R package management for SQL Server

This topic describes the package management features that you can use to manage R packages that are running on an instance of SQL Server.

Applies to: SQL Server 2016 R Services, SQL Server 2017 Machine Learning Services

Package management using T-SQL

You can continue to install R packages as an administrator on the computer, if you have those privileges, and if you are the only person using the server for machine learning jobs.

However, if you need to share packages with others, or if multiple people need to run machine learning jobs on the server, it is more efficient to set up a shared package library. SQL Server supports this through database roles.

The database administrator is responsible for setting up roles and adding users to the roles. Through roles, the database administrator can control who has permission to add or remove R packages from the SQL Server environment, and can audit package installation.

Database roles for package management

The following new database roles support secure installation and R package management in SQL Server:

  • rpkgs-users: Allows users to use any shared packages that were installed by members of the rpkgs-shared role.

  • rpkgs-private: Provides access to shared packages with the same permissions as the rpkgs-users role. Members of this role can also install, remove and use privately scoped packages.

  • rpkgs-shared: Provides the same permissions as the rpkgs-private role. Users who are members of this role can also install or remove shared packages.

  • db_owner: Has the same permissions as the rpkgs-shared role. Can also grant users the right to install or remove both shared and private packages.

Creating an external package library using T-SQL

In addition, SQL Server 2017 supports the T-SQL statement, CREATE EXTERNAL LIBRARY, to support management by database administrator of external libraries. Currently you can use this statement to create Windows-based libraries for R. Additional support is planned in future for Python packages, and for packages written for execution on other platforms, such as Linux.

For more information, see CREATE EXTERNAL LIBRARY.

Package management using R

The RevoScaleR package now includes functions to support easier installation and management of R packages. These new functions, combined with database roles for package management, supports these scenarios:

  • The data scientist can install needed R packages on SQL Server without having administrative access to the SQL Server computer.
  • The packages are installed on a per database basis, and when the database is moved, the packages move with it.
  • It is easier to share packages with others.

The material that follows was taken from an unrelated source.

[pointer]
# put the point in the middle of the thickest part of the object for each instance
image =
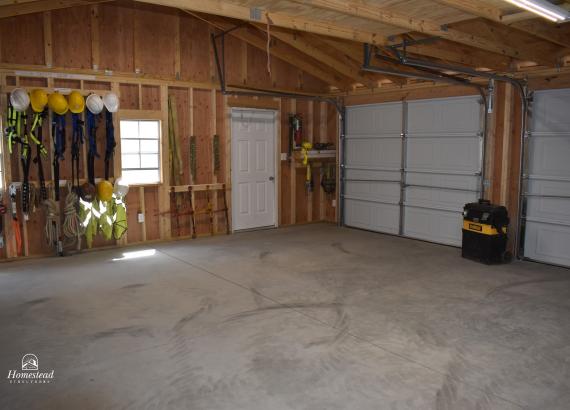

If you set up a local package repository, each data scientist can use the repository to install packages to his or her own database.
  • The database administrator does not need to learn how to run R commands, and doesn't need to track complex package dependencies.
  • The DBA can use familiar database roles to control which SQL Server users are permitted to install, uninstall, or use packages.

R package management functions

The following package management functions are provided in RevoScaleR, for installation and removal of packages in a specified compute context:

  • rxInstalledPackages: Find information about packages installed in the specified compute context.

  • rxInstallPackages: Install packages into a compute context, either from a specified repository, or by reading locally saved zipped packages.

  • rxRemovePackages: Remove installed packages from a compute context.

  • rxFindPackage: Get the path for one or more packages in the specified compute context.

  • rxSyncPackages: Copies a package library between the file system and databases in the specified compute contexts.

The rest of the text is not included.